Phoenix police mourn retired K-9 Zadie after nearly 10 years of service
Phoenix Police announced the death of Zadie, a retired K-9 who served nearly 10 years as a narcotics and human remains detection dog before retiring in 2024.

Phoenix Police announced the death of Zadie on July 14, closing the book on a K-9 career that stretched across nearly 10 years of narcotics and human remains detection work. The retired dog had served alongside her handler for almost a decade before retiring in 2024.
Zadie’s assignment put her in the kind of specialized police work that most people never see but that can shape major investigations. She worked with the Phoenix Police Department’s Commercial Narcotics Interdiction Unit, where a dog’s nose and focus are used for searches that officers cannot do as quickly or as precisely on their own. Her role also included human remains detection, a task that requires intense training, consistency and trust between dog and handler.

Phoenix police policy shows how formal that work is. The department’s canine standards cover recordkeeping, handler selection, retirements, care, equipment, home and work environments, training, deployment and documentation, along with guidance for canines critically injured in the line of duty. That structure reflects the expectations placed on dogs like Zadie, whose careers depend on repetition, discipline and close coordination with officers.
The department also keeps a public In Memoriam page and a Fallen K9s memorial page for dogs that die in the line of duty, treating them as lasting members of the force rather than just retired assets.

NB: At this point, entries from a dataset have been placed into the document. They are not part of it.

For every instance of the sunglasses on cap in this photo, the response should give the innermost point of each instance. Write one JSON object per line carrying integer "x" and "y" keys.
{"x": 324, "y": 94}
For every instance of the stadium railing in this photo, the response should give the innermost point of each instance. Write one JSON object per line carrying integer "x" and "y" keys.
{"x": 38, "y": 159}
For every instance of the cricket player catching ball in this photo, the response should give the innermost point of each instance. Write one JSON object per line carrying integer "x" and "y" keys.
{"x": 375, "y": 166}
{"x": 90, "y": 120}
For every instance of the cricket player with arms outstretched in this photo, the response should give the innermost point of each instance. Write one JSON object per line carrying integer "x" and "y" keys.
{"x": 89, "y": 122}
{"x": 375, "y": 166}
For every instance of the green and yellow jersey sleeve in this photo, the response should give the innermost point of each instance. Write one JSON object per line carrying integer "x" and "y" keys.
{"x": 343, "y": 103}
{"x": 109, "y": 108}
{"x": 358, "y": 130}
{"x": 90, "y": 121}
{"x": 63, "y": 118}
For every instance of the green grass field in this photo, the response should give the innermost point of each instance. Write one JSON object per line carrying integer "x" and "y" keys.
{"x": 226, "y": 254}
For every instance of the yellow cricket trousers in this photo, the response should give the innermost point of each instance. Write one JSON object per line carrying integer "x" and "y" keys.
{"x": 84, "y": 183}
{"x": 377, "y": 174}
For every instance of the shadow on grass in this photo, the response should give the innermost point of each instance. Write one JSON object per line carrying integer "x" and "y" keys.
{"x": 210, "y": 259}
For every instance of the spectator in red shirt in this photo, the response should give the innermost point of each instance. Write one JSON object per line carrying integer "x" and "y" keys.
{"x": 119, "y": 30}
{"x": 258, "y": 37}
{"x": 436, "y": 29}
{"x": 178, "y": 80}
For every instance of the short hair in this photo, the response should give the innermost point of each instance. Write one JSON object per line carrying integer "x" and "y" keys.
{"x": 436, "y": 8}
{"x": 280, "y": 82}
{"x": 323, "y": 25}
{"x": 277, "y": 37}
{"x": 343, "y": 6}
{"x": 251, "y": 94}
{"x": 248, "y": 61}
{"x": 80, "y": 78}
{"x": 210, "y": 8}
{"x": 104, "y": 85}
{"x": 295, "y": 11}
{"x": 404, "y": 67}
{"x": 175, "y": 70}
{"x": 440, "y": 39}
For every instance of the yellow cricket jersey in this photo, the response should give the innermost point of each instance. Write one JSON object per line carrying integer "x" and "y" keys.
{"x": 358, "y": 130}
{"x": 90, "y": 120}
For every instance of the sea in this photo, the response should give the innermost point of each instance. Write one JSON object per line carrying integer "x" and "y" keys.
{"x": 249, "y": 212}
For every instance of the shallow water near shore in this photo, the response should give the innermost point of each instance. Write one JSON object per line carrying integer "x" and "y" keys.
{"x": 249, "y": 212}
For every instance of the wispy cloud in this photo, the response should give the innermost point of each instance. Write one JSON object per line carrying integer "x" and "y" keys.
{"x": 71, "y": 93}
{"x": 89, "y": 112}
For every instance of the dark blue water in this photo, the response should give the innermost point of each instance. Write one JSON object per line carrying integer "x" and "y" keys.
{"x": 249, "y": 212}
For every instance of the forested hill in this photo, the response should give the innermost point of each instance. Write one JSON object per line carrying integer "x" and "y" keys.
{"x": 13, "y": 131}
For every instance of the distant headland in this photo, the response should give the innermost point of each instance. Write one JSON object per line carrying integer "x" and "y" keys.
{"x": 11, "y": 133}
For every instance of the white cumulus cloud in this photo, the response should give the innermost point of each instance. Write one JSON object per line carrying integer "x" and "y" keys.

That attention carries added weight in Phoenix, where police say they serve one of the largest cities in the country and manage more than 80 specialty details.
Zadie’s death comes just days after another Phoenix police K-9, Raven, was reported as retiring following an inoperable cancer diagnosis and being sold to her longtime handler for $1 so she could live at home. Together, the two stories offer a rare look at how the department handles the end of service for dogs whose work is built on endurance, obedience and a strong bond with their handlers.
For a working dog, nearly 10 years in the field is a full career. Zadie’s retirement in 2024 marked the end of her service; her death now places her among the dogs Phoenix police publicly remember for the jobs they did and the cases they helped support.